I’m not sure what to think. Members of dance squad often need to be as similar as possible. Long ago, a dance coach told us we should have trouble picking out our individual dancers when the group performed. The d that did dance was under 5 foot and an ethnic minority, but darn it if the coach wasn’t right. So, I get some of the standardization (black clothes, same shoes, hair down, no heavy make-up), but I did find the tan thing confusing.

Both my girls were (are) college cheerleaders–flyers, in fact. Body type/size mattered a lot, more than it ever did in gymnastics, where the girls with the bigger builds had the advantage of power in certain events. The “bow” was often part of the uniform, which means the d with the pixie cut is often out of uniform. I’d like to say if never kept her off a team, but I think it did. Well, that and not being white. Naturally, every coach denied that and pointed to some other very white-looking minorities who made it.

As an activity, cheer has many benefits, but its focus on appearance (style over substance) is still alive and well, as that UW poster illustrates. Wonder if, on some level at least, it’s still a popularity contest, too.

The definition of over the top = wanting to punch someone in the face for saying (as opposed to thinking, of course) my daughter is a pleasing visual.

I have sons not daughters, however, if I had a daughter, I’d teach her to accept herself and her strengths and weaknesses and to try to improve herself as much as she can and to constantly grow and yada yada the same thing I did with my sons. I would not raise her in a bubble. I wouldn’t wrap her in shrink wrap so that we could go outside the house and, God forbid, sounds of plates crashing, someone her age looked at her.

Looking at other people is kind of normal.

I’d let her grow up and deal with love and sexuality and the whole enchilada. I will freely admit that I had some goofy and wrong headed thoughts when I was a young man about how to treat women and all that. I’ve posted about it on this board before briefly basically saying that I thought to be a man I had to get women in the sack as much and as often as possible. I look back on myself at that age and I realize I just wasn’t smart. I didn’t get it. I also noticed that all the guys who treated women as friends and focused on making sure the girls they were with were respected and protected and had a good time did pretty well in other departments with the ladies so I passed that life lesson along to my sons. It seems to have worked.

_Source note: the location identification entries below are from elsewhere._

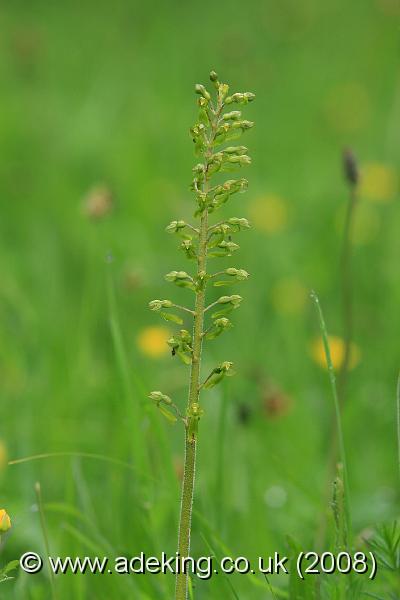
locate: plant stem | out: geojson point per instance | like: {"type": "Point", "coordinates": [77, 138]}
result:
{"type": "Point", "coordinates": [191, 429]}
{"type": "Point", "coordinates": [337, 408]}
{"type": "Point", "coordinates": [185, 521]}
{"type": "Point", "coordinates": [347, 294]}
{"type": "Point", "coordinates": [398, 420]}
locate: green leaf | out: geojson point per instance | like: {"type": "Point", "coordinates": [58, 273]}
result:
{"type": "Point", "coordinates": [167, 414]}
{"type": "Point", "coordinates": [222, 283]}
{"type": "Point", "coordinates": [185, 357]}
{"type": "Point", "coordinates": [11, 566]}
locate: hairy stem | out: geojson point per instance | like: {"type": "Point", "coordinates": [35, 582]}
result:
{"type": "Point", "coordinates": [191, 429]}
{"type": "Point", "coordinates": [185, 521]}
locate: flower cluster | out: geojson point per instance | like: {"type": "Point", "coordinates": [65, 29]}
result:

Back to this topic, I honestly get the feeling that some folks would like it if the government opened up an agency that forced all attractive people to shave their heads bald and wear potato sacks to make them less attractive so that unattractive people could feel better about things. We could also monitor thoughts about attractiveness by reading people’s minds and using artificial intelligence and attaching sensors in certain places. If anyone had an impure thought we could zap them with low levels of electricity. That would make things fair and even. That way no one has an advantage. Doesn’t that sound lovely?

I used to work in a bar. One of the bartenders would often say, late at night as he was diving up the tips, that attractive people got better tips. No one disagreed. I don’t know how the unattractive cocktail waitresses felt about his comment. There were no unattractive cocktail waitresses. Every one of them could have moved to Hollywood and worked as a lingerie model. That’s the way it works.

Red herring. The UW poster is about putting together a squad which draws the male gaze. That is not the same thing as “looking at people.”